WASHINGTON – Senator Chuck Grassley is among two dozen senators urging the newly confirmed Chairman of the Federal Communications Commission (FCC), Tom Wheeler, to take steps to allow for the continuation of broadband infrastructure investment in rural America.
“It’s vital that all Iowans have access to good and reliable communications services,” Grassley said. “In today’s economy, opportunities for Iowans and our communities in business, economic development, education, health care and other areas are created by access to robust broadband. The FCC and Congress should ensure that the service is available to all Iowans, including those in rural areas.”
Grassley, along with Senators Jon Tester, John Barrasso, Mark Pryor, Kelly Ayotte, Mark Begich, Deb Fischer, Max Baucus, Tim Johnson, James Inhofe, Robert Casey, Pat Roberts, Mark Udall, Michael Enzi, Jeanne Shaheen, Mike Crapo, Jeff Merkely , Lisa Murkowski, Michael Bennet, Saxby Chambliss, Heidi Heitkamp, Johnny Isakson, James Risch, Jerry Moran, John Hoeven and John Boozman, requested action from the FCC to immediately take steps to re-establish predictability, sufficiency and transparency in the Universal Service Fund program so that the small businesses that serve rural America can resume critical investments in rural broadband.
This letter is following up on other letters Grassley has sent to the FCC regarding this matter, several of which can be found here.
Following is a copy of the text of the letter. Click here for a signed copy of the letter.
November 1, 2013
The Honorable Tom Wheeler
Federal Communications Commission
445 12th Street, SW
Washington, DC 20554
Dear Chairman Wheeler:
We commend the Federal Communications Commission (FCC) for recently making changes to its 2011 Universal Service Fund (USF) reform order to begin the immediate deployment of broadband to rural areas served by price cap companies. Additionally, we appreciate the FCC’s decision to temporarily relieve the impacts of Quantile Regression Analysis (QRA) on small rate-of-return carriers. However, we remain concerned the reform order is limiting the ability of small rate-of-return carriers to provide rural consumers with the broadband service they need to compete in today’s global economy.
The 2011 USF reform order’s lack of predictability is resulting in declining private sector investment in hard-to-reach rural areas, which threatens the long-standing requirements that consumers in rural and high cost areas should have access to telecommunications and information services that are reasonably comparable to those services provided in urban areas.

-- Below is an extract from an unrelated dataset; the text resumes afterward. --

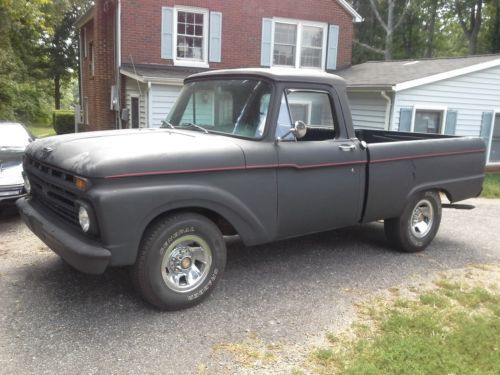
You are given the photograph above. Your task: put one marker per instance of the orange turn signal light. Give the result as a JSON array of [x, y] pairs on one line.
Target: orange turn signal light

We urge the Commission to take immediate steps to re-establish predictability, sufficiency and transparency in the USF program so that these small businesses can resume critical investments in rural broadband. At the same time, we believe this process should neither upset nor slow implementation of Phase II of the Connect America Fund for consumers in areas served by larger carriers.
The Universal Service Fund provides small rate-of-return regulated telecom carriers with support to keep consumer rates affordable in high cost areas. These small companies use a limited number of public and private loan programs to make long-term capital investments to expand the reach and effectiveness of broadband in hard-to-serve rural areas. Both potential borrowers and lenders have indicated hesitation in moving forward with loans for broadband infrastructure improvements due to the uncertainties created by the reform order.

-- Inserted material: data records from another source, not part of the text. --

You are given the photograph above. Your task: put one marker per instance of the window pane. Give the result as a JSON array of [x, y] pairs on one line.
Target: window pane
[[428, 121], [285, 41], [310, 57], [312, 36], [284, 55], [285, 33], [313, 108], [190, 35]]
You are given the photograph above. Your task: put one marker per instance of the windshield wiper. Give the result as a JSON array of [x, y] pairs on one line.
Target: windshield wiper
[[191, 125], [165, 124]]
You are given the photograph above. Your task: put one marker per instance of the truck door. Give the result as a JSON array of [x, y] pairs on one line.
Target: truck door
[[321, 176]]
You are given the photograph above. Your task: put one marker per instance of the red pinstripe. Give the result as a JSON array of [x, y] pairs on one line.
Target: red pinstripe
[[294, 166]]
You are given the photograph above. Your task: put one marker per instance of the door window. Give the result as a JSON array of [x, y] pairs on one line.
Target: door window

One of the main causes of uncertainty is the reform order’s Quantile Regression Analysis (QRA) approach to providing high-cost support for rural companies. A recent analysis by former FCC Chief Economist Simon Wilkie underscores this uncertainty, noting that the QRA caps and redistributes USF support in arbitrary and unpredictable ways, fails to provide incentives for broadband deployment, and generates regulatory uncertainty that is discouraging investment. While we appreciate the FCC’s recent steps to temporarily relieve the impacts of the QRA approach, more must be done to resolve the lingering uncertainty it creates.
The benefits to health, education and economic development from robust broadband infrastructure will be delayed or denied for many rural Americans unless the Commission finds a way to re-establish predictability and transparency in the USF program through re-examination of the QRA approach and other common-sense steps that enable rural carriers to respond to consumer demand for broadband. We appreciate your attention to this matter, and we look forward to your response.